BUMPER CROP
In the 1943 award-winning musical "Oklahoma," there is a wonderful song titled "Oh, What a Beautiful Morning." In fact, it is such a beautiful morning on the Oklahoma meadow that "the corn is as high as an elephant's eye, and it looks like it's climbing clear up to the sky."
That may be, unless you have seen Jill Hooper Dalesandry's backyard vegetable garden of beets, carrots, onions, acorn squash, peppers, tomatoes (32 plants), spinach, radishes, zucchini, cucumbers, strawberries and assorted herbs. And that's just the spring-summer crop.
But alas, no corn.
"It's funny," said Dalesandry. "I have been so successful with everything except corn. I think that's because of the wind and heat."

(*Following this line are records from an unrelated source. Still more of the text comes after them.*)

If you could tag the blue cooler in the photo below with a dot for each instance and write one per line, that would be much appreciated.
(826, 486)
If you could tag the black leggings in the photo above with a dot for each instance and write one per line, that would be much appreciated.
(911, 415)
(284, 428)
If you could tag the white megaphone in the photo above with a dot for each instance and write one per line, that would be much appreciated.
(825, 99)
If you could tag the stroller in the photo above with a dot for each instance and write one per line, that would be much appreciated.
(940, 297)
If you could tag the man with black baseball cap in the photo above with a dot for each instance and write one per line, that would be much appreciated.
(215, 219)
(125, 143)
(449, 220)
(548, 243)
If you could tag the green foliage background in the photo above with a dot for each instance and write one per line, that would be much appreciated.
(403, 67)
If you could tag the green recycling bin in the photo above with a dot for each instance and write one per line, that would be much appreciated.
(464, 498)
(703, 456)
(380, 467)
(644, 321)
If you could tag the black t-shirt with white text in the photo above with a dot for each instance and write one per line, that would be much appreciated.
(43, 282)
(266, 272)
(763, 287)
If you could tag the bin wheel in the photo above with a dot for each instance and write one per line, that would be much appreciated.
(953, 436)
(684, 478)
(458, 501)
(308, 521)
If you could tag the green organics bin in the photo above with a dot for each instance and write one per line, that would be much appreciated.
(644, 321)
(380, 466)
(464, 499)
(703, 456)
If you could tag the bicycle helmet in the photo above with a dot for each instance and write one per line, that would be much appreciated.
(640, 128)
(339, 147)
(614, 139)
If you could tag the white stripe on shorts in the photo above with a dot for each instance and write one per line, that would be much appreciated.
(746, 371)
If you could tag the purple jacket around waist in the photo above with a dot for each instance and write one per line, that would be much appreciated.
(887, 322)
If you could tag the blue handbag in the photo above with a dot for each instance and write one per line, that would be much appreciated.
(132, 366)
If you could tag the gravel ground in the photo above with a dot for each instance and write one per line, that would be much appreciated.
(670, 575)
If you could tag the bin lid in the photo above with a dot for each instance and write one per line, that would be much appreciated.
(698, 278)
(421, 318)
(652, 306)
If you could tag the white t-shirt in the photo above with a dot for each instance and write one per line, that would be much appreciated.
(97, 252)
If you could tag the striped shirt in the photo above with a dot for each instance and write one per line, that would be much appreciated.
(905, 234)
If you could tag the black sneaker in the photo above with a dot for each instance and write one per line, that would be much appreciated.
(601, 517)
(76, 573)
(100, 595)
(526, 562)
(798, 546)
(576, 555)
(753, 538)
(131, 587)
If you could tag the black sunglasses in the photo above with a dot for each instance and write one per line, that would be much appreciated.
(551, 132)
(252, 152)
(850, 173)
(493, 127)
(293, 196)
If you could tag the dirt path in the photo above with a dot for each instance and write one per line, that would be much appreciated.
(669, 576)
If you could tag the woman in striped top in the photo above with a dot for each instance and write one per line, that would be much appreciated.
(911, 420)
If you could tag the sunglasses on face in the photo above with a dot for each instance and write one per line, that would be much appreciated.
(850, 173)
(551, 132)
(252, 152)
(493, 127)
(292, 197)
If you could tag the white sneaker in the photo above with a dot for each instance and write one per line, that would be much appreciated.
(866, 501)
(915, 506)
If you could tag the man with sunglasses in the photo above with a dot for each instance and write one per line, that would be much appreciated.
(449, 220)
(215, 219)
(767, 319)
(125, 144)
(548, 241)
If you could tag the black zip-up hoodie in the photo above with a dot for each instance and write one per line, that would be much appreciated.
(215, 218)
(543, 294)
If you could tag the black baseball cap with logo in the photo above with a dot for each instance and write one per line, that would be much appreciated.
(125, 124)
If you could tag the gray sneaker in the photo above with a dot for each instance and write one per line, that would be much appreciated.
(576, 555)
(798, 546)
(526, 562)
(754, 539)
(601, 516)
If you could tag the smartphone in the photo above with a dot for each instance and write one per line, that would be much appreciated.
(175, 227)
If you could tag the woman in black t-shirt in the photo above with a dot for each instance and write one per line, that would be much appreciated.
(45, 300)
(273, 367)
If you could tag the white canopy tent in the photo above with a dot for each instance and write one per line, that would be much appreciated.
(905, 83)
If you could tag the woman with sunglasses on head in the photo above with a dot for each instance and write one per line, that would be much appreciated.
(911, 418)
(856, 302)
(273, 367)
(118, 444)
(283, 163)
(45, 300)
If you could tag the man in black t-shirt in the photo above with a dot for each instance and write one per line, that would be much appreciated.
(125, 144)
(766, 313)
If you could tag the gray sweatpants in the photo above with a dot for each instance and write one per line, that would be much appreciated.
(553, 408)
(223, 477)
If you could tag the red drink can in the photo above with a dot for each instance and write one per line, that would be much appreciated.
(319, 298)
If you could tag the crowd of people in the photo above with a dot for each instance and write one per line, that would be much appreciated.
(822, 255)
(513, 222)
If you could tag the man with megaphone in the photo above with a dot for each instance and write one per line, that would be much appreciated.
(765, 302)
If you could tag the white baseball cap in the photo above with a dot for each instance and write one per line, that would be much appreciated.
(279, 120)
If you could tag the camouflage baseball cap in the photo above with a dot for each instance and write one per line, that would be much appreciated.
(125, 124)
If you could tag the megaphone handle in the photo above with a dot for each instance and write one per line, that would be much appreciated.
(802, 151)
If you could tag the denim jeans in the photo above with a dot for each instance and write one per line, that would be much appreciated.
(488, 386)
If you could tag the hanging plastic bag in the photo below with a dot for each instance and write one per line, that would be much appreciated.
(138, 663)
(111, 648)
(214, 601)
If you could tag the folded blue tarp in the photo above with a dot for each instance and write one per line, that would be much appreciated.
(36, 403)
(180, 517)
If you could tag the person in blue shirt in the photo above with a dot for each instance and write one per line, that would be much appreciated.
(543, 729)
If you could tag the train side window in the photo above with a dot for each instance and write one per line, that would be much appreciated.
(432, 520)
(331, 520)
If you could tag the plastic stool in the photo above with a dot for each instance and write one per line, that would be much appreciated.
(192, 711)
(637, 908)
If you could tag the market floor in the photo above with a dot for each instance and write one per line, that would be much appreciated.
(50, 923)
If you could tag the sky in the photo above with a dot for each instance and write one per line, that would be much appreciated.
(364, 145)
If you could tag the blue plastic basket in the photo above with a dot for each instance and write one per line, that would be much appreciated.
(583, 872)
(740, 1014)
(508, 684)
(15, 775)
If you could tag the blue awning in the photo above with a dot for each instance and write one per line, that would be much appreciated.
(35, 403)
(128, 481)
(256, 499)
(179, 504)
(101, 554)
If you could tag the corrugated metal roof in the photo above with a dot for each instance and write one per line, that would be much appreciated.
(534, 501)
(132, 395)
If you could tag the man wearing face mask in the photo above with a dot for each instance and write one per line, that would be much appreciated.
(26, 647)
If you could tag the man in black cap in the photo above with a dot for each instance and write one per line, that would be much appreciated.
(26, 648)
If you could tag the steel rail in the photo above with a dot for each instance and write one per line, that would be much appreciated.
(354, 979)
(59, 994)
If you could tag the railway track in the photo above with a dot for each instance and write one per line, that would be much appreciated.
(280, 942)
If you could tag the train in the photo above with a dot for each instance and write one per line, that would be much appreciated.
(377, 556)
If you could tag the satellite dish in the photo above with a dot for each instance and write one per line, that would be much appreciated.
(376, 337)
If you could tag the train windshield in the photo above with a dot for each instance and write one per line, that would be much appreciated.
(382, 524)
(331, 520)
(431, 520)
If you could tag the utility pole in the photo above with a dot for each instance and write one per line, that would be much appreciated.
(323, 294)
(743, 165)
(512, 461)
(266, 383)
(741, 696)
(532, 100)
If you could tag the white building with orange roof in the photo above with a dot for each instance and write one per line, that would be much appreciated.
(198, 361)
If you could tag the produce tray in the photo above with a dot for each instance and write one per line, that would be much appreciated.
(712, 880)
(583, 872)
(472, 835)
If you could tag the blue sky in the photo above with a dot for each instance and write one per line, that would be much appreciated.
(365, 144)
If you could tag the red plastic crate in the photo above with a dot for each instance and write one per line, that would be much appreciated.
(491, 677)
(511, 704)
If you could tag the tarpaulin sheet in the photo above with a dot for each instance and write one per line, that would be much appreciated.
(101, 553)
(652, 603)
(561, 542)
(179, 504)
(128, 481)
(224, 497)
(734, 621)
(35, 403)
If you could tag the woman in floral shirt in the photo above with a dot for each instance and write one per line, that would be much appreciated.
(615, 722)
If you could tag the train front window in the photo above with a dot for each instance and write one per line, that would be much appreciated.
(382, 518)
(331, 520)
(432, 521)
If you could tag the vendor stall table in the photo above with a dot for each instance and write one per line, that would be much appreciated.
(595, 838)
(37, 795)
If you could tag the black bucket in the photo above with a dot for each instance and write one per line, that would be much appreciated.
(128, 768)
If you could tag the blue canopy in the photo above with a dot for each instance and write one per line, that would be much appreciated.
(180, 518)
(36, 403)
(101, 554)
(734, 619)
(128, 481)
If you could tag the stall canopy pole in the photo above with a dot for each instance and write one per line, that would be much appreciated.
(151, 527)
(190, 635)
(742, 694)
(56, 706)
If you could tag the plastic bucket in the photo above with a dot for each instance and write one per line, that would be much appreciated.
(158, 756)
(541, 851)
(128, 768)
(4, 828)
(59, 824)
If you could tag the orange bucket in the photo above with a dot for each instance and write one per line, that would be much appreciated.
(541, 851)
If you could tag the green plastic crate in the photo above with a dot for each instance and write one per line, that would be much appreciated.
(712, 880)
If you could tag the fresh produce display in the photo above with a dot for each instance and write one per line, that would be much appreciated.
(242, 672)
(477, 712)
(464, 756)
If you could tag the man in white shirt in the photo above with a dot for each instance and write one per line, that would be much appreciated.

Otherwise, Dalesandry, executive vice president of escrow operations for Nevada Title Co., is proficient in getting her 1,200 square-foot above-ground garden to grow just about whatever she wants. She built it three years ago by laying a brick wall around the garden area, hauling in rich top soil to a depth of 3 feet, and laying a separate water drip system.
"I have a spring-summer crop and a fall-winter crop," she explained. "All that's left in the garden right now are peppers. After those are gone, I'll fertilize with bone meal and vegetable fertilizer and thoroughly mix and till the soil. Then I'll plant cauliflower, broccoli, cabbage, onions, radishes, carrots and beets. These will be harvested sometime in February depending on what kind of frost we have this winter. Then I'll just start all over with my spring-summer crop."
Dalesandry uses seeds, bulbs and plants in her garden.
"The really busy time is when I prepare the garden and get everything planted," she explained. "Once all the plants are in the ground and established, I can let the garden go for several days at a time. There is regular maintenance like weeding and keeping an eye on the weather, but that isn't difficult. It gets busy again at harvest time and I mean really busy, especially with my fruit trees. That's when the nectarines, peaches, apples, pears and apricots are picked and eaten on the spot."
What happens with all the vegetables?
"My pantry is filled with canned vegetables," Dalesandry said. "I harvest, wash, cut, cook, freeze and pickle just about everything that I don't give away to family and friends. In July, I picked baskets of tomatoes, washed and peeled and pureed them, added some zucchini, peppers and onions, and made spaghetti sauce. It's all frozen away in my freezer. The beets, cauliflower, peppers, cucumbers and carrots I pickle. Sometimes I add a jalapeno for extra flavor. Those jars are in my pantry."
Dalesandry considers her garden a familiar hobby. Her father always had a small vegetable garden and her in-law's home in Utah was surrounded by orchards and a large garden.
"I've had some type of garden since moving here 18 years ago and I'm never going to stop," she said. "Several weeks ago I went to the grocery story to buy some carrots. There was no flavor. Mine are so sweet and besides, I just love the idea of going outside, picking whatever vegetables I want and bringing them inside to cook for dinner."